Museum of Photography
Anticipating the camera's 200th anniversary in a few years. As revolutionary products emerge from the ashes of film, Dennis Manarchy envisions the Museum of Photography as both an exhibition space specializing in world class photography, as well as the final resting home for what might be the world's largest film camera with an actual lens.
Manarchy calls this project "a swan song to the brilliance of film." With an earlier prototype camera, Manarchy traveled to Louisiana to capture the Cajun population.
Manarchy has not only proposed building a shrine to a medium in its twilight, but he has also chosen a specific subject matter: He calls it the "Vanishing Cultures" project.
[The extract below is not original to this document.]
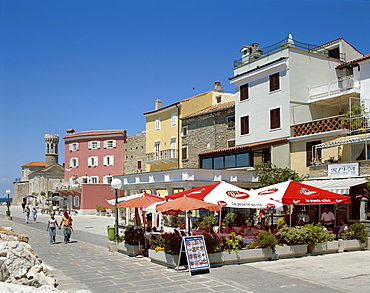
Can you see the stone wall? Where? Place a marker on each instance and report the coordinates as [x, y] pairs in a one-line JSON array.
[[206, 133], [135, 151]]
The endeavor is as big as the camera: build a brand-new camera; travel a mere 20,000 miles across the country making portraits; then display the photographs, which can be expanded, without Photoshop, to the size of a building; donate the camera to the Museum.
It's no doubt ambitious and still developing conceptually, but Manarchy seems optimistic that this pipe dream with be actualized. "It's a cool idea, it's big and crazy," he says. But beyond the shock factor of scale and cost, Manarchy seems committed to the idea that this is a final ode to film and to other cultural treasures that may soon fade with it.
The Museum design, sleek, silver, and sensual like many of Manarchy's photographs, is countersunk into the earth and surrounded by a waterfall, and features a variety of spaces and methods for viewing and displaying photographic art.